Treat your symptoms. Mild and even moderate AMS can often be managed by avoiding further ascent, being patient while the body acclimates and treating the symptoms. Have anti-nausea medications and headache-relief medications (like Tylenol) in your pack. Avoid sleep aids and narcotics. They can alter respiratory rate and sleep patterns, and even worsen AMS.

Acetazolamide. This prescription medication is actually a diuretic, which means it makes you urinate. Seems counterintuitive, but this med (also known as Diamox) actually helps your kidneys rebalance your blood's pH, speeding your breathing rate slightly and aiding in acclimatization. In multiple trials over the years, this drug has been shown to be effective at treating AMS. Many dosing recommendations exist, but 125 miligrams twice a day (in adults) is probably the most effective and is unlikely to lead to significantly excessive urination.

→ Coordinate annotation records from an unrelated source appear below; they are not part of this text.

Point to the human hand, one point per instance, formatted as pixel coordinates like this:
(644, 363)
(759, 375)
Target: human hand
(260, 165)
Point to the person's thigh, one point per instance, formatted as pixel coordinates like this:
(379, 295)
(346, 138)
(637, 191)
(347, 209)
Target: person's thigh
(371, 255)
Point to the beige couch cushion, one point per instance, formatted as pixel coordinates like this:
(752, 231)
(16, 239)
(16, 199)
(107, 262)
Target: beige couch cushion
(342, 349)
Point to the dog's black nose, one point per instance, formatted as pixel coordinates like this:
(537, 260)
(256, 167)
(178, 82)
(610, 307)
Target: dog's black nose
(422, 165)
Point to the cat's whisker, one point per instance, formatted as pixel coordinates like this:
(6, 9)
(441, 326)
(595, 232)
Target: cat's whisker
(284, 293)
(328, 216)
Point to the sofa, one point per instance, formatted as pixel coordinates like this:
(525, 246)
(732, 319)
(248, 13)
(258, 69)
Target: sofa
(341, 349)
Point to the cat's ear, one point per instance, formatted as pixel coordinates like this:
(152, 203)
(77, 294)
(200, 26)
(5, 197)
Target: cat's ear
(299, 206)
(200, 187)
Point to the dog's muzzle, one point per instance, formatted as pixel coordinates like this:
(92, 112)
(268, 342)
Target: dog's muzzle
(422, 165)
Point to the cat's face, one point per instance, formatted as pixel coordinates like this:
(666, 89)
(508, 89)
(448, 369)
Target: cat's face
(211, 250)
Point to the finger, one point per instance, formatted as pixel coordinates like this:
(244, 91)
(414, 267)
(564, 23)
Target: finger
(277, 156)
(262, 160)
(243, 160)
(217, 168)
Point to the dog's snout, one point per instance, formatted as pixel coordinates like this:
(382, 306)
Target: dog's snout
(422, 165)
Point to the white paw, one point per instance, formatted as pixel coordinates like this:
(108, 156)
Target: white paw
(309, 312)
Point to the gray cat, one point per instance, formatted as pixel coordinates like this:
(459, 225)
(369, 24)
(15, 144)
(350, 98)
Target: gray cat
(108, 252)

Oxygen. Supplemental oxygen is very effective at preventing AMS, HACE and HAPE and is most commonly used on peaks over 8,000 meters. While seldom used as a preventative option at lower altitudes, it can provide life-saving therapy for HACE and HAPE, and will eliminate symptoms of most mild or moderate AMS.

Dexamethasone. This steroid can be taken orally or by injection. It's very effective at treating AMS and is the mainstay of therapy for treatment of HACE. While it also significantly decreases the symptoms of AMS during ascent, avoid it as a preventative, because when the drug is withdrawn, AMS, and sometimes HACE, can develop very rapidly. In some special cases its use for prevention may be safe, but should be under the supervision of a physician.

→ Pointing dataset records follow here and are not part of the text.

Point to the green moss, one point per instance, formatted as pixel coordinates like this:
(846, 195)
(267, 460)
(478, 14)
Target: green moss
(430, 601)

Nifedipine. A blood-pressure-lowering pill, Nifedipine is primarily used for treating HAPE. It is effective in preventing this condition in patients who have had recurrent HAPE, but shouldn't be used for treatment in most other people. Nifedipine has not been found effective at prevention or treatment of HACE or AMS.

Ginkgo biloba. Initial studies on ginkgo were very promising, suggesting that the plant's ability to improve blood perfusion to the brain may decrease the incidence of AMS and may even treat HACE or HAPE. While plenty of smaller studies and anecdotal evidence support its role in preventing and treating altitude illness, more recent, larger studies have shown that ginkgo is less effective than Acetazolamide at prevention of AMS and that it is likely no more effective than a placebo.

Vinpocetine. Another herbal option, this drug is commonly used in Asia to improve brain perfusion after strokes. Its role in altitude illness is unclear, as it has not been thoroughly studied, but given its mechanism, it is a promising alternative.

L-Arginine. An amino acid, L-arginine is present in all plants and animals. While it can be taken as an oral supplement, it's also present in high levels in soy products and fermented foods like miso. It is necessary for the body to produce nitric oxide, a substance needed to dilate pulmonary arteries and prevent HAPE. Early experimental models suggest it may help this condition, but like most alternative therapies, it has not been well studied.

Sildenafil. Also known as Viagra, this drug indirectly dilates blood vessels. The drug has been shown to decrease the pressure in the pulmonary arteries of patients at altitude, one of the key mechanisms in the development of HAPE. Most studies have focused on how Sildenafil affects exercise performance at altitude. These studies are impressive, with one showing exercise improvement by 45 percent at altitude. While the medication's role in prevention or treatment of HAPE, AMS or even HACE is still undefined, it's a hopeful option. It's well tolerated with few side effects other than occasional dizziness and, conveniently, some localized swelling. In fact, Sildenafil is the only medication for altitude that may prove most useful on a rest day!

Dr. Brian Irwin is a family physician from North Conway, New Hampshire. Carolyn later recovered enough to marry him.